Les trains de luxe dédiés au tourisme
Le plus célèbre des trains de luxe est sans aucun doute le Venice Simplon Orient Express, lequel relie Londres à Istanbul ou Venise, en passant par l'Europe centrale. La même compagnie gère le fameux Royal Scotsman en Ecosse, le Eastern and Oriental Express de Bangkok à Singapour, et le Great South Pacific Express de Sydney à Cairns en Australie. En revanche, c’est une société américaine qui gère l'American Orient Express. Parmi les autres trains de grand luxe, il faut citer le luxueux Transcantabrico en Espagne.

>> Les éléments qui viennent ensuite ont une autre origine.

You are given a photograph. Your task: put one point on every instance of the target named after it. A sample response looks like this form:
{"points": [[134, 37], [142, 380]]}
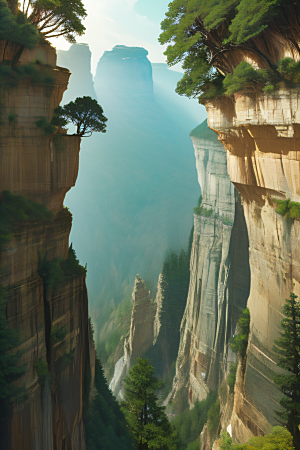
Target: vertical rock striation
{"points": [[141, 333], [260, 133], [219, 273], [43, 168]]}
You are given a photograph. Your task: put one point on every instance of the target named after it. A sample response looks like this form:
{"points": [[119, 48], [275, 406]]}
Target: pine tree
{"points": [[147, 420], [288, 349]]}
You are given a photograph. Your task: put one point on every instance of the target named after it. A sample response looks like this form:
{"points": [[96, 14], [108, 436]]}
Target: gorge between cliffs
{"points": [[171, 241]]}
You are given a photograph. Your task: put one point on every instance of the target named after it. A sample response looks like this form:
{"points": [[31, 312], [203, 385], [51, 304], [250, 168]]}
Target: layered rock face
{"points": [[141, 333], [50, 414], [219, 273], [261, 137], [78, 60]]}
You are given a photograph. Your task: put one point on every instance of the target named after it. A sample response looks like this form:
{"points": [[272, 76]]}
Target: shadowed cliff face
{"points": [[128, 180], [219, 274], [52, 319], [261, 137]]}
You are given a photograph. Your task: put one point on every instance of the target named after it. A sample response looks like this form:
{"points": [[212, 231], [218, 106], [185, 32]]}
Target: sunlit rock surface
{"points": [[51, 412], [219, 274], [141, 333], [261, 137]]}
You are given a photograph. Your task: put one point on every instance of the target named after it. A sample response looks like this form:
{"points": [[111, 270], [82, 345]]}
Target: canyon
{"points": [[51, 318]]}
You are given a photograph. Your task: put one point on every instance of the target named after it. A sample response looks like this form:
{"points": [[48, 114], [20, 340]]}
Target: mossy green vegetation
{"points": [[56, 272], [278, 439], [202, 34], [105, 425], [287, 348], [147, 421], [287, 208], [239, 342], [10, 368], [16, 210], [190, 422], [15, 27]]}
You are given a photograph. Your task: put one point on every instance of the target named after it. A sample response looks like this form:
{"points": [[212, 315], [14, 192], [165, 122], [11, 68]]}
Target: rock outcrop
{"points": [[260, 133], [141, 333], [43, 168], [219, 274]]}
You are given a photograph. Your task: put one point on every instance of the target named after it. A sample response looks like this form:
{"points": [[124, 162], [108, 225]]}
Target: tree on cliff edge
{"points": [[210, 37], [85, 113], [147, 420], [288, 349]]}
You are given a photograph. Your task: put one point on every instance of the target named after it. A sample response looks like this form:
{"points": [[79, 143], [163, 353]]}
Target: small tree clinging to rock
{"points": [[85, 113], [56, 18], [288, 349]]}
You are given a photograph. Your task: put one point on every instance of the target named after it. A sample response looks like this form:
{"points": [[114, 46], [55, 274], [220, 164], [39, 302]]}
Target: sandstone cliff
{"points": [[141, 333], [260, 135], [219, 274], [52, 319]]}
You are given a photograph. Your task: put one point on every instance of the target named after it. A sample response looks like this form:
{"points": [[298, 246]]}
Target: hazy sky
{"points": [[126, 22]]}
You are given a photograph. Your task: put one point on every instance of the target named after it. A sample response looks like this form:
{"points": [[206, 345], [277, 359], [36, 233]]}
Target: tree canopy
{"points": [[206, 35], [55, 18], [105, 425], [288, 349], [85, 113], [147, 420], [16, 28]]}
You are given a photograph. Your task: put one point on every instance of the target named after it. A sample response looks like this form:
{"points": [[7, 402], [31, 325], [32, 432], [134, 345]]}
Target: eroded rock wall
{"points": [[260, 133], [219, 274], [141, 333], [43, 168]]}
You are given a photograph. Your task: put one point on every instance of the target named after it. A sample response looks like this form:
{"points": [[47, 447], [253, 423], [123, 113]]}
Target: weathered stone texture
{"points": [[219, 276], [141, 334], [261, 136], [43, 168]]}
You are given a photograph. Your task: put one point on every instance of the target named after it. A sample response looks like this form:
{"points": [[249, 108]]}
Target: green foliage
{"points": [[37, 74], [227, 220], [16, 210], [288, 349], [287, 208], [239, 342], [41, 368], [16, 28], [105, 425], [56, 18], [203, 33], [190, 422], [278, 439], [289, 69], [213, 419], [245, 76], [232, 377], [58, 334], [10, 370], [147, 421], [85, 113], [45, 125], [56, 272]]}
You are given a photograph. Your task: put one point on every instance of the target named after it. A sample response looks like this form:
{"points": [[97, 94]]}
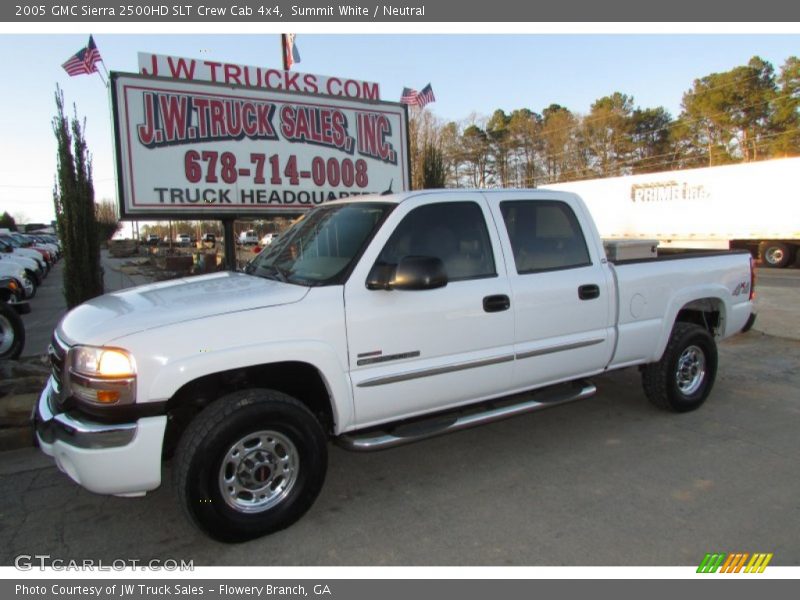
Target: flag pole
{"points": [[284, 56]]}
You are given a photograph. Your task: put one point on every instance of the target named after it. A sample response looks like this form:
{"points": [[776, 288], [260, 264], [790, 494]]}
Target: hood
{"points": [[112, 316]]}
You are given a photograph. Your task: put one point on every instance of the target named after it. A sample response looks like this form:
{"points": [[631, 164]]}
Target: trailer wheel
{"points": [[682, 380], [12, 333], [775, 254], [251, 463]]}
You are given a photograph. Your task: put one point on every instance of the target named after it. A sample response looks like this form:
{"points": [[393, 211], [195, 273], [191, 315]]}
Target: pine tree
{"points": [[434, 174], [73, 197]]}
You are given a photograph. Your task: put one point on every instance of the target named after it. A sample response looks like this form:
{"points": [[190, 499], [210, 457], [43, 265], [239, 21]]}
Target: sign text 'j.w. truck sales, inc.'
{"points": [[193, 149]]}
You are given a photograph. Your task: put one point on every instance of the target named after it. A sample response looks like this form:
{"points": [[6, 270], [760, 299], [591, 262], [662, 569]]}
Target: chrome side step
{"points": [[465, 417]]}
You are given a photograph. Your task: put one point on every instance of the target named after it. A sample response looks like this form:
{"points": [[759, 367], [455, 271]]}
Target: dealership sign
{"points": [[192, 69], [188, 149]]}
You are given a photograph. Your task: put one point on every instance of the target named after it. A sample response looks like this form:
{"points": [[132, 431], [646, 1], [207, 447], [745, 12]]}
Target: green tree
{"points": [[559, 153], [606, 134], [500, 141], [476, 156], [524, 128], [434, 175], [786, 111], [73, 197], [727, 116], [651, 144]]}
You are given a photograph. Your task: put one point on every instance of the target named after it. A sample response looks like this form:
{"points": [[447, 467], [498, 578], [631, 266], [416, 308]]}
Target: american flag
{"points": [[290, 53], [425, 96], [415, 98], [409, 96], [85, 61]]}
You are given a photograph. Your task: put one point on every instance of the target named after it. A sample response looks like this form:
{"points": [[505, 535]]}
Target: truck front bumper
{"points": [[122, 459]]}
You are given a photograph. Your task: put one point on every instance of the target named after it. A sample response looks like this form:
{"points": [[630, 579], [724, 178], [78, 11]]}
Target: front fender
{"points": [[180, 371]]}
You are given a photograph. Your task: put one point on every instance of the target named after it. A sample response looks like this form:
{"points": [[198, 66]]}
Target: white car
{"points": [[381, 321], [14, 271]]}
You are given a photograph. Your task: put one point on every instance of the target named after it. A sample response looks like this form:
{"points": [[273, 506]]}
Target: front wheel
{"points": [[682, 380], [251, 463]]}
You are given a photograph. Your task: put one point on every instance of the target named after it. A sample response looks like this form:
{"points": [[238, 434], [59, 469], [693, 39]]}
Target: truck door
{"points": [[559, 291], [412, 352]]}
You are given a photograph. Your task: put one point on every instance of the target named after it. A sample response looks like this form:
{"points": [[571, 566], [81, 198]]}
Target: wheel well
{"points": [[297, 379], [706, 312]]}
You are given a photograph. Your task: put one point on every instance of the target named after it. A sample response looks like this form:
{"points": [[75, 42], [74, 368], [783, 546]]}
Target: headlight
{"points": [[102, 375], [103, 362]]}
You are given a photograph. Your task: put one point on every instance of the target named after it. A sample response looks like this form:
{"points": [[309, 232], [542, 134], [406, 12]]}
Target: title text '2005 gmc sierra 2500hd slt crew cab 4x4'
{"points": [[372, 323]]}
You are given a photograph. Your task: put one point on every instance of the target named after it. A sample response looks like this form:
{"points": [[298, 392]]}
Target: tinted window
{"points": [[454, 232], [320, 248], [544, 236]]}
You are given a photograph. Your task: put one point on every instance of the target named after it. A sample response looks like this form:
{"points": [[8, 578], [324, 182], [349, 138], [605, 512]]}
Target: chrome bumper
{"points": [[76, 432], [122, 459]]}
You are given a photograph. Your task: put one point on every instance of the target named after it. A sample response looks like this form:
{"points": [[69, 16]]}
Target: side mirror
{"points": [[412, 273]]}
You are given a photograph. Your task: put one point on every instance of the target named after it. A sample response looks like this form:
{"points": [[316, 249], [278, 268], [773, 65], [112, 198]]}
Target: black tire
{"points": [[775, 254], [12, 333], [205, 462], [671, 387]]}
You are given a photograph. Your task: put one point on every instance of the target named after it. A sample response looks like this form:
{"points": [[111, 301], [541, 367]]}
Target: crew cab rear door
{"points": [[412, 352], [561, 288]]}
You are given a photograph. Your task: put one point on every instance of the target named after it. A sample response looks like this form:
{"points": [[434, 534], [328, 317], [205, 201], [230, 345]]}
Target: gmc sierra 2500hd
{"points": [[371, 323]]}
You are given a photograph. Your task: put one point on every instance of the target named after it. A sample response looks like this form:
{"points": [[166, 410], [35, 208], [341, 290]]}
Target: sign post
{"points": [[201, 150]]}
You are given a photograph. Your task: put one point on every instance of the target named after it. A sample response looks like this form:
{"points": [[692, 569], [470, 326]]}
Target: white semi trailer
{"points": [[752, 205]]}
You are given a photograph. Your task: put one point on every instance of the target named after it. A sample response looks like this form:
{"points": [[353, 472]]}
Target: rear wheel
{"points": [[775, 254], [249, 464], [12, 333], [683, 378]]}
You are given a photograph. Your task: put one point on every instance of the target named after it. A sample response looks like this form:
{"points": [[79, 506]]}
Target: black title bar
{"points": [[407, 11]]}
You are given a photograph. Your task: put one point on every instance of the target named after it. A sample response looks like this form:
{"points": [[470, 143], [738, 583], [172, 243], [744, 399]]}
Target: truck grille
{"points": [[57, 352]]}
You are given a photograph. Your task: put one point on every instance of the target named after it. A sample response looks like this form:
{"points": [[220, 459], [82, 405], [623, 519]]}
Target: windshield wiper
{"points": [[278, 273]]}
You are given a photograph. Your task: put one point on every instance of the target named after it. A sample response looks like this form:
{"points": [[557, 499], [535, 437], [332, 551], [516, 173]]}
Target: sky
{"points": [[471, 74]]}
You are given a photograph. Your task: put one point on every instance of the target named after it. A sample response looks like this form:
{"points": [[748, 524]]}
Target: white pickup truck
{"points": [[371, 323]]}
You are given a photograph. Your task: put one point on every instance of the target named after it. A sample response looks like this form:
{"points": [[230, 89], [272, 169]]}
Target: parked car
{"points": [[19, 286], [18, 249], [390, 319], [33, 265], [12, 329]]}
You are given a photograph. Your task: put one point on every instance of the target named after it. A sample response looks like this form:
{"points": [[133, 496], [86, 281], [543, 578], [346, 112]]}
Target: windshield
{"points": [[319, 249]]}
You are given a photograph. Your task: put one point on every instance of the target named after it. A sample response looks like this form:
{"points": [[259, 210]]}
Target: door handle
{"points": [[589, 292], [497, 303]]}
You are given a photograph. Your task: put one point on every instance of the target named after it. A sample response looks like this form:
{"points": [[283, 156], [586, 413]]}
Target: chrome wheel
{"points": [[691, 370], [258, 471], [774, 255], [6, 335]]}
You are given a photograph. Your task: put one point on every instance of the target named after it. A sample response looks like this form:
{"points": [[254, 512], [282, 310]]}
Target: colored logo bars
{"points": [[734, 562]]}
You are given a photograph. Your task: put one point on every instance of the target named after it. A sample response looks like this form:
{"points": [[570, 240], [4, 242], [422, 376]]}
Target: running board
{"points": [[465, 417]]}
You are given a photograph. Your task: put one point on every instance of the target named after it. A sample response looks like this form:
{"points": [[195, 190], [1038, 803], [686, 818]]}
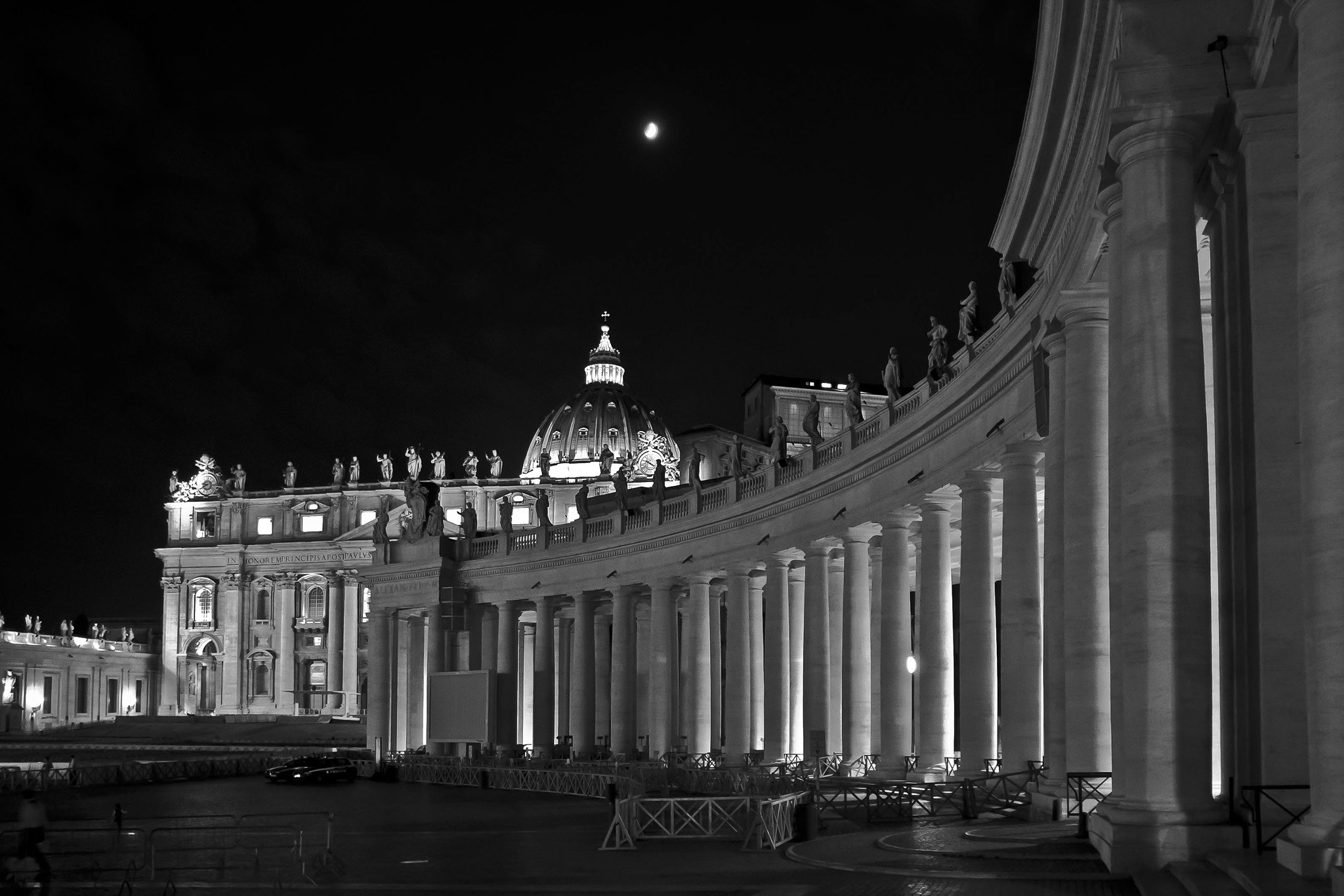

En Afrique australe, les deux plus connus sont le Blue Train qui va de Prétoria au Cap, en passant par les chutes Victoria (Zimbabwe), tout comme le Rovos Rail, lequel se rend également à Dar-es-Salaam en Tanzanie. Au Mexique, on peut citer le South Orient Express, l’Expresso Maya, le Chihuahua al Pacifico et le Sierra Madre Express, ainsi que les trains de la compagnie Native Trails.

Venice Simplon-Orient Experss en Autriche
© Orient-Express Hotels (UK) Ltd

Les principaux réseaux dans le monde
Parmi les principaux réseaux de train dans le monde, citons Amtrak et Alaska Railroad aux Etats-Unis. Au Canada, outre la transcanadienne, on signalera aussi Via Rail, le Montagnard des Rocheuses, le Canadien et le Pacific Peaks and Panoramas. De nombreux trains traversent l'Inde, dont l'Indian Railways.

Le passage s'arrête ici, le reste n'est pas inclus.